La territorialité s’y présente dans des termes différents par comparaison avec la jurisprudence constitutionnelle, mais le rapport semble unique. Ainsi, la territorialité a été considérée une « conséquence évidente et naturelle de la souveraineté de l’État »87, une exigence88 ou une implication89 de la souveraineté. La

Cour suprême a aussi affirmé que « les jugements et les autres décisions judiciaires qui auraient ce caractère, d’ordinaire produisent seulement des effets dans le pays où elles ont été rendues, puisque la fonction juridictionnelle s’exerce en vertu de la souveraineté de l’État »90. La souveraineté semble donc, dans la jurisprudence de la

Cour suprême de justice, l’antécédent logique de la territorialité ; aucun autre rapport n’a pas été proposé et la doctrine adopte une position similaire.

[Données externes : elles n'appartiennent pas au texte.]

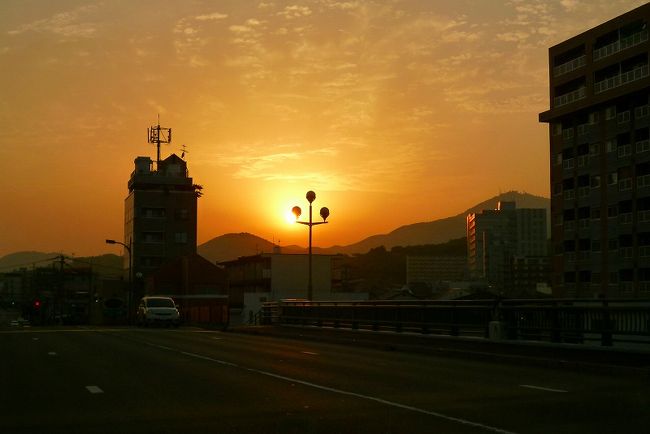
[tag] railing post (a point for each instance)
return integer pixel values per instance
(556, 332)
(454, 321)
(606, 339)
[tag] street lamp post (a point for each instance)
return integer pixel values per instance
(128, 296)
(324, 213)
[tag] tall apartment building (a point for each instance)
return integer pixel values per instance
(495, 238)
(159, 214)
(599, 124)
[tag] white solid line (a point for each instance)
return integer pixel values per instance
(546, 389)
(94, 389)
(383, 401)
(356, 395)
(210, 359)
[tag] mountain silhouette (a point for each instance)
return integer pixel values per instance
(231, 246)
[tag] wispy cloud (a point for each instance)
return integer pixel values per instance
(66, 24)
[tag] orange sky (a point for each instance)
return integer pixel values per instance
(394, 112)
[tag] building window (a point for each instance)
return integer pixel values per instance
(153, 213)
(641, 112)
(153, 237)
(151, 261)
(612, 178)
(623, 117)
(642, 146)
(595, 181)
(612, 211)
(612, 244)
(557, 188)
(624, 150)
(568, 133)
(557, 129)
(595, 213)
(625, 184)
(595, 245)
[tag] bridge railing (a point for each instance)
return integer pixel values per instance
(602, 322)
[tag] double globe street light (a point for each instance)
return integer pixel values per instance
(127, 247)
(324, 213)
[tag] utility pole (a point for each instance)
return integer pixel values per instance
(157, 135)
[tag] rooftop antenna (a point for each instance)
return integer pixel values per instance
(158, 135)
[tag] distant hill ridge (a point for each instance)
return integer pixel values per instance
(231, 246)
(108, 264)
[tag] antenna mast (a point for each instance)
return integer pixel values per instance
(158, 135)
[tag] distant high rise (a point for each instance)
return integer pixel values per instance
(495, 238)
(159, 213)
(600, 160)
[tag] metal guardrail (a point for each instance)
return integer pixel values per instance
(578, 321)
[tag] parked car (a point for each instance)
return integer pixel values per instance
(158, 310)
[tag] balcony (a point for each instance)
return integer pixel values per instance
(569, 66)
(570, 97)
(621, 79)
(621, 44)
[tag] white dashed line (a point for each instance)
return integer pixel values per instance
(545, 389)
(94, 389)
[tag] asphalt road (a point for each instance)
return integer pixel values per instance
(127, 380)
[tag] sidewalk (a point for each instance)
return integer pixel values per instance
(595, 359)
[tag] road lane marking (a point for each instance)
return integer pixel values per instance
(382, 401)
(94, 389)
(353, 394)
(546, 389)
(210, 359)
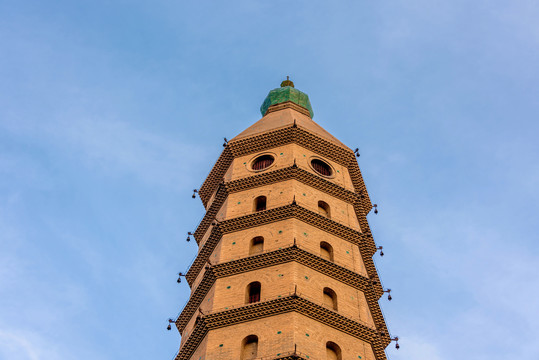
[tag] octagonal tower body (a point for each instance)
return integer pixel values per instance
(284, 268)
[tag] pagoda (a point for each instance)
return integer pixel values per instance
(284, 268)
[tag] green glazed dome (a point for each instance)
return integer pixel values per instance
(285, 93)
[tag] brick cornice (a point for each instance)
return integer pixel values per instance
(271, 139)
(292, 303)
(281, 256)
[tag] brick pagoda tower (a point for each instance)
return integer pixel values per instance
(284, 268)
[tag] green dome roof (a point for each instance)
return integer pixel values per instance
(285, 93)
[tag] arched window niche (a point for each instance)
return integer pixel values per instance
(323, 209)
(330, 299)
(260, 203)
(256, 246)
(249, 347)
(333, 351)
(252, 293)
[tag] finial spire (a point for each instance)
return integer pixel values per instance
(287, 82)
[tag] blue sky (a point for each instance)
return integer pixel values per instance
(111, 112)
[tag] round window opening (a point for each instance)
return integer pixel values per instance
(321, 167)
(262, 162)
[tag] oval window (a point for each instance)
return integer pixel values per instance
(321, 167)
(262, 162)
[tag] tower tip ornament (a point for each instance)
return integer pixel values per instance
(287, 82)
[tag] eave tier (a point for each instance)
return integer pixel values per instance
(364, 241)
(271, 177)
(283, 136)
(281, 256)
(292, 303)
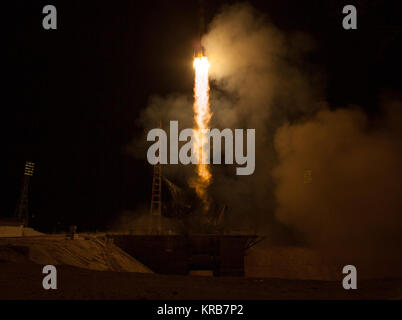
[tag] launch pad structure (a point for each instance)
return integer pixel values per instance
(222, 255)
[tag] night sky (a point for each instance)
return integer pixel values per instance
(73, 95)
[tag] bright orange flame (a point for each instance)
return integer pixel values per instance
(202, 116)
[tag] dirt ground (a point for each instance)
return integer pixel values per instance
(24, 281)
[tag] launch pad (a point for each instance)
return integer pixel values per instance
(223, 255)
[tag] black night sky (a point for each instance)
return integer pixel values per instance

37. L’approche du droit colombien. – Le recours aux principes de territorialité

et de souveraineté pour résoudre les conflits de lois révèle l’approche publiciste adoptée par le droit international privé colombien. Leur usage récurrent en matière d’efficacité des jugements étrangers soulève des questions quant à leur domaine. Toutefois, compte tenu des liens très étroits entre les deux et de la prédominance de la territorialité dans la jurisprudence, il faut raisonner seulement à partir de ce dernier.